Now let’s analyze the running time \(T(n)\) of merge sort. Since this is a recursive procedure it can get funky. So let’s first go over how to analyze recursive procedures. We can often describe the running time of recursive procedures using a recurrence equation – this “describes the running time on a problem in terms of the running time on smaller inputs”. For example, consider if we had an array of size \(n = 8\). Merge sort will (initially) divide this into \(a = 2\) subproblems, each with an array of size 4 (or more important, 1/\(b = 2\) of the size of the original array). Each sub problem is going to take 8 * 1/2 = 4 steps to solve, or more generically \(\frac{n}{b}\) steps. And since we have \(a\) subproblems, it will take \(a * \frac{n}{b}\) steps. That is the time to conquer, suppose the time to divide is \(D(n)\) and the time to combine is \(C(n)\).
\[ T(n) = \begin{cases} \Theta (1) & \text{if } n \leq c \\ a T ( \frac{n}{b} ) + D(n) + C(n) & \text{otherwise} \end{cases} \]
Where \(c\) is some constant, so we say it is constant time if \(n \leq c\).
Ok, now we can actually analyze the running time \(T(n)\) of merge sort. Dividing is constant time so we say it is \(\Theta (1)\) (since really you just have to find the middle of the list, aka division which is an atomic operation). Combining we say is \(\Theta (n)\) although. If we then combine the Combining and Dividing phases we say it is \(\Theta (n)\) (the constant goes away). Let us recognize that two subproblems each of size \(\frac{n}{2}\) will contribute \(2T(\frac{n}{2})\) to the running time. So, the running time is this:
\[ T(n) = \begin{cases} \Theta (1) & \text{if } n = 1 \\ 2T(\frac{n}{2}) + \Theta (n) & \text{if } n > 1 \end{cases} \]
This is actually all we need. In Chapter 4 a ‘master theorem’ is covered which can show this recurrence relation is \(\Theta (n log n)\). We can understand this intuitively though using a recursion tree (epic), which is shown in the book.

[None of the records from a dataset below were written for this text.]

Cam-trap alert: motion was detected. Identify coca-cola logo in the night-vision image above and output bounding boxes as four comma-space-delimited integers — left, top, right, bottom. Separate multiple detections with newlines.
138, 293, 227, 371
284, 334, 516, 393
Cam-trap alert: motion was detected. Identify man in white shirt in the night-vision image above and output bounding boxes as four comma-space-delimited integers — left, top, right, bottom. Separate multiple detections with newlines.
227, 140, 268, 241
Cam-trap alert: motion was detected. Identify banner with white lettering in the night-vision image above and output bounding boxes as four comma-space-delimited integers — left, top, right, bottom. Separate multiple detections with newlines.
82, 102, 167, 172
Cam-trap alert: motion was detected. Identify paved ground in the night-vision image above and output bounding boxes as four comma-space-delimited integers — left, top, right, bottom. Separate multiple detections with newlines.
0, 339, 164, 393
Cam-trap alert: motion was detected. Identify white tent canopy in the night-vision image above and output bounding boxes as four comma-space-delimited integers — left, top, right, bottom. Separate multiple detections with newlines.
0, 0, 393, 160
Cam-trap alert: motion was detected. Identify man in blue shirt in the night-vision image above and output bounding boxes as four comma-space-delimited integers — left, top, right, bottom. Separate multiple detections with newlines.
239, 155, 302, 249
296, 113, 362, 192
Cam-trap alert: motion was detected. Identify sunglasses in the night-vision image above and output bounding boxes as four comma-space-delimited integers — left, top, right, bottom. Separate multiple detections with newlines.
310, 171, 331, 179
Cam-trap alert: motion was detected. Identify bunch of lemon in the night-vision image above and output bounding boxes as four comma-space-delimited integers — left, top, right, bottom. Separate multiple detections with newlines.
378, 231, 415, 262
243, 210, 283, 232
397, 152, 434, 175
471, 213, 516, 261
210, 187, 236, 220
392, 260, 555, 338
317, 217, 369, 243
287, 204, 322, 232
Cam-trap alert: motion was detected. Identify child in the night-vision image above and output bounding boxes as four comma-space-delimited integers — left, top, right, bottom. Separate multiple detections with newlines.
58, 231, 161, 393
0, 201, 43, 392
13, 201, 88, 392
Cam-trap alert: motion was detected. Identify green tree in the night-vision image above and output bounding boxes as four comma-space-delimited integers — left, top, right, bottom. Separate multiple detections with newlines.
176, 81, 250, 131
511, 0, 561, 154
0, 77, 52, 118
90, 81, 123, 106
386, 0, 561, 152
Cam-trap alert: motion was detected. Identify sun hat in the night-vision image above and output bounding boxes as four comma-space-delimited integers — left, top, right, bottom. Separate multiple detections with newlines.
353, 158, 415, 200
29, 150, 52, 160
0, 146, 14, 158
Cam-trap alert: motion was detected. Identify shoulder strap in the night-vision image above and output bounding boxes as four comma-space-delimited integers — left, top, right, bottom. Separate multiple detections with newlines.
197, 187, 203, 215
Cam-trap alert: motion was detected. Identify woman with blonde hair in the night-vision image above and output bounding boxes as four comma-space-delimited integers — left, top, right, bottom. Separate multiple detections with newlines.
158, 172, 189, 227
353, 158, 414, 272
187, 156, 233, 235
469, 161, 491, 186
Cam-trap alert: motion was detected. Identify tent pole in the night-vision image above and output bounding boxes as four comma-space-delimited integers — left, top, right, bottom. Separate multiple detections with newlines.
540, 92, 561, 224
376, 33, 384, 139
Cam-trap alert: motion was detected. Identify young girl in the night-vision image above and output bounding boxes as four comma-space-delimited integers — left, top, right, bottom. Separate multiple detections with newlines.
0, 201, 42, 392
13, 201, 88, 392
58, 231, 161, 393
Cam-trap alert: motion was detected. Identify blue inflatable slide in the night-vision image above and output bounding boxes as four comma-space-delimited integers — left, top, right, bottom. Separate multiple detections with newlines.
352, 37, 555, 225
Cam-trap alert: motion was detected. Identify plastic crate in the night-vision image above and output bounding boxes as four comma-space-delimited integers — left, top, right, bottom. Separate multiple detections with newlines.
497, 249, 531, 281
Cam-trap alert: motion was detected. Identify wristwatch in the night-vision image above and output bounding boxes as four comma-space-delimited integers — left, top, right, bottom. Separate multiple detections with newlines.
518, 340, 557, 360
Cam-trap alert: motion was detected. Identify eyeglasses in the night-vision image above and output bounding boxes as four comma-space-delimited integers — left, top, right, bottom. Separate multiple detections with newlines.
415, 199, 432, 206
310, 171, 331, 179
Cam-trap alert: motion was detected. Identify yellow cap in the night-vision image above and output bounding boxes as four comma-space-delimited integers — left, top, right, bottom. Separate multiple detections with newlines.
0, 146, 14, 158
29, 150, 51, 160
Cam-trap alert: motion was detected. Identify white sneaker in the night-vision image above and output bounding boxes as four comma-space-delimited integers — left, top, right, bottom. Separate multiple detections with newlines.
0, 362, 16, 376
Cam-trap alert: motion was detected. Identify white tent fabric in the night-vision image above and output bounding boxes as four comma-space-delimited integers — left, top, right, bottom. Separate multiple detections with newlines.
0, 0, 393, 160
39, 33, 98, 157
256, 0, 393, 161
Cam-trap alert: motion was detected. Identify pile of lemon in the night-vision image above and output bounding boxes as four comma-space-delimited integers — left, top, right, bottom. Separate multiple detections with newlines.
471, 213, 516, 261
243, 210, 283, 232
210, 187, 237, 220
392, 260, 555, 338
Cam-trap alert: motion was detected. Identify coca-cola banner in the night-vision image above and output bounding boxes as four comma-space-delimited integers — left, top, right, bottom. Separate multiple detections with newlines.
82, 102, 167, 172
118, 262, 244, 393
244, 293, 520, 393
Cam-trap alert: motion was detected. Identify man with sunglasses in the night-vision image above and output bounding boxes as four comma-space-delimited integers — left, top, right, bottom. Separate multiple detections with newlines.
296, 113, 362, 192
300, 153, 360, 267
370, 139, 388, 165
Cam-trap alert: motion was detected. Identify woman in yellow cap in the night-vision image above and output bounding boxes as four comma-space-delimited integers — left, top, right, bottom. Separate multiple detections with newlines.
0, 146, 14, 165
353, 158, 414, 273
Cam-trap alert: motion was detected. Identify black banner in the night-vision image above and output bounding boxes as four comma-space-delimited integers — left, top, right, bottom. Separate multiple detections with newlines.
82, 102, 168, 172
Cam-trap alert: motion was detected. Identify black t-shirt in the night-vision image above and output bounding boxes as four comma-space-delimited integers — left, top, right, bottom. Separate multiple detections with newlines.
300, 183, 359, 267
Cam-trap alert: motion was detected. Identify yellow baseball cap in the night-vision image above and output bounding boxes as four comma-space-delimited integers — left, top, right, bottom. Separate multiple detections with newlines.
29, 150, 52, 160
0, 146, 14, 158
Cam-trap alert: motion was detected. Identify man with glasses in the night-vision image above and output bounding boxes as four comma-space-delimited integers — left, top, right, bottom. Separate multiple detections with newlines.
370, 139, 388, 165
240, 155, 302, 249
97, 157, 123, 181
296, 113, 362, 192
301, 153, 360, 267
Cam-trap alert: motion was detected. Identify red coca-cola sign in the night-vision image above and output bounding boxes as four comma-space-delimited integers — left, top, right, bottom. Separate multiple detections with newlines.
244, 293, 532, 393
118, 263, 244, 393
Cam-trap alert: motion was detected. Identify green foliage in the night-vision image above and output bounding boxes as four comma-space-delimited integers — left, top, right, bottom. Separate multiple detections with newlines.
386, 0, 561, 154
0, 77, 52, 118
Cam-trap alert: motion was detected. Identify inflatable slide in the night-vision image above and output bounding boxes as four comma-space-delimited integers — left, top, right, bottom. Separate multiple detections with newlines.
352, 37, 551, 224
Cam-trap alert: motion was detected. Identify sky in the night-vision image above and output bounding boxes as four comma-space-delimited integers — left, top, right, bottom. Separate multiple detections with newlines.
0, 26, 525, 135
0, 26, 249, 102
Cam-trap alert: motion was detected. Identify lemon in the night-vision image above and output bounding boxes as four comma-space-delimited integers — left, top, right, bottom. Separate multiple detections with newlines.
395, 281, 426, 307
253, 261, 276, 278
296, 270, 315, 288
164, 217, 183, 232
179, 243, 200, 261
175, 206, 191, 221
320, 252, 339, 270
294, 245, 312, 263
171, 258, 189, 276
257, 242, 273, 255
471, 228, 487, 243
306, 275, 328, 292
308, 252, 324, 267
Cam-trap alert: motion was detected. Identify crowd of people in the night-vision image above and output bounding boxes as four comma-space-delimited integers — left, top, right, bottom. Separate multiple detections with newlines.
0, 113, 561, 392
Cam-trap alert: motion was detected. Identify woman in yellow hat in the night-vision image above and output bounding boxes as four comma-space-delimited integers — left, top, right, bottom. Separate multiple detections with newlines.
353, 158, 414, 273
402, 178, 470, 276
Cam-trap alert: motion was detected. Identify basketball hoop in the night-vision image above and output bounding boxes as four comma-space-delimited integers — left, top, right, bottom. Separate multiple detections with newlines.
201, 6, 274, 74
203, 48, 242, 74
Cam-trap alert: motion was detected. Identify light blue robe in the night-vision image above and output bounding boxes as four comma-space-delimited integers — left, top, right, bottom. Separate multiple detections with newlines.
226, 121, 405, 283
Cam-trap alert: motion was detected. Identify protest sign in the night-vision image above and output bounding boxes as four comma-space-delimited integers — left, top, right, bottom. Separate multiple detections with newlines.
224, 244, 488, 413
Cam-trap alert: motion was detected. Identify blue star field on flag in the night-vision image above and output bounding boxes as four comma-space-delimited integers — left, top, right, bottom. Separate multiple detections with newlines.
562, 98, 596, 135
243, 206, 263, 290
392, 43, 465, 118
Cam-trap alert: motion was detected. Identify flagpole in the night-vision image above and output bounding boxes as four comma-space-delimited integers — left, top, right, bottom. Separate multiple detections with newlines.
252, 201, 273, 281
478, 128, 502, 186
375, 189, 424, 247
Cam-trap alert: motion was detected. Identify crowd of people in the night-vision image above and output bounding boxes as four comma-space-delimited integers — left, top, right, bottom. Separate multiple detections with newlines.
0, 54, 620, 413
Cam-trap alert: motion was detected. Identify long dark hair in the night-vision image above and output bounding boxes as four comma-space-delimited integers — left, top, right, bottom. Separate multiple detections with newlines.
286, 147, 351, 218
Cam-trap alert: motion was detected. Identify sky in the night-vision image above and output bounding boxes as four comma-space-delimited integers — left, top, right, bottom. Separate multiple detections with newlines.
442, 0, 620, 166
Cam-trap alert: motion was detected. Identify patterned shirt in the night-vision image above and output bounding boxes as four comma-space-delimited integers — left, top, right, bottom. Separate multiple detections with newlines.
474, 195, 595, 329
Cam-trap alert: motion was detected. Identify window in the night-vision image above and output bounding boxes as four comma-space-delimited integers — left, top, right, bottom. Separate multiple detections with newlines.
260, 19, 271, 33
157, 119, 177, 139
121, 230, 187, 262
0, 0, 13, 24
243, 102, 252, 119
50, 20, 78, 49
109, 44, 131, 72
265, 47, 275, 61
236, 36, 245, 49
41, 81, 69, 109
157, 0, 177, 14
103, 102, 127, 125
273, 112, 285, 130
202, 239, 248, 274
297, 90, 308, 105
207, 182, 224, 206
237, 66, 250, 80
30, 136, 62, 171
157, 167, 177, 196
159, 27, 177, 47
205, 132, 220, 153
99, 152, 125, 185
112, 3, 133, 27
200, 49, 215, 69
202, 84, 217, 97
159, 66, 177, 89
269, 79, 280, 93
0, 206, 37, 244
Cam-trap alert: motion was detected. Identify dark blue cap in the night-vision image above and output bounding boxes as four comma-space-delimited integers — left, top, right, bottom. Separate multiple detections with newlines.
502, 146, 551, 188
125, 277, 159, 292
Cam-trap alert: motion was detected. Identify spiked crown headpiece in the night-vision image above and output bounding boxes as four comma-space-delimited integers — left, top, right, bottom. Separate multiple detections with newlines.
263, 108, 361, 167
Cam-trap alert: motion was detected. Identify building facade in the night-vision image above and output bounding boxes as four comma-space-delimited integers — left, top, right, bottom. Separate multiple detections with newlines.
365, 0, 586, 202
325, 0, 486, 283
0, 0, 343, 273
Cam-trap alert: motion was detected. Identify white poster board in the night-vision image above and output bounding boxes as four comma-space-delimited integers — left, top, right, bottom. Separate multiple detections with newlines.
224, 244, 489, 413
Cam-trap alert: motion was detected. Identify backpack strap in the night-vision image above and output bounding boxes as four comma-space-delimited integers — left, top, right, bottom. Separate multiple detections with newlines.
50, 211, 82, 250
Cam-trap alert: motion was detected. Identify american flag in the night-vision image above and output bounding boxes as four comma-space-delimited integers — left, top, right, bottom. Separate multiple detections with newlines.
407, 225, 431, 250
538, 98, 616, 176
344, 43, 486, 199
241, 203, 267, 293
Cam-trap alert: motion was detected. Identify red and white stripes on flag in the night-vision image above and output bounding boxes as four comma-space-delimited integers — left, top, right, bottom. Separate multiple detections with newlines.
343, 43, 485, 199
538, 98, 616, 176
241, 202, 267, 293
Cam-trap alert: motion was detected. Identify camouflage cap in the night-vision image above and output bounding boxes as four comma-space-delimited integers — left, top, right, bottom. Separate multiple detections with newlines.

Simply put, the recursion tree will have a height of \(log n + 1\) with each level contributing a cost \(cn\). How? This is because we keep on diving our subproblems in halves, until our \(n\) is 1. Or more formally put, \(\frac{n}{2^{x}} = 1\), where \(x\) would be the height. So lets solve for \(x\):
\[ \frac{n}{2^{x}} = 1 \]
\[ n = 2^{x} \]
\[ log_{2} (n) = x \]
So now we understand that the amount of divisions will be \(log_{2} (n)\). In this case, the amount of divisions down any path is the same since we equally distribute load across our subproblems, so we can say that the amount of divisions down any path is the ‘longest’ path down. The amount of divisions corresponds to the height - 1 because we have to include the top, thus the height is \(log n + 1\).
So now that we understand why the height is \(log n + 1\), this means that the cost comes out to be \(cn (log n + 1)\) or \(cn log n + cn\). And we only care about the order growth, so this translates to \(\Theta (n log n)\)!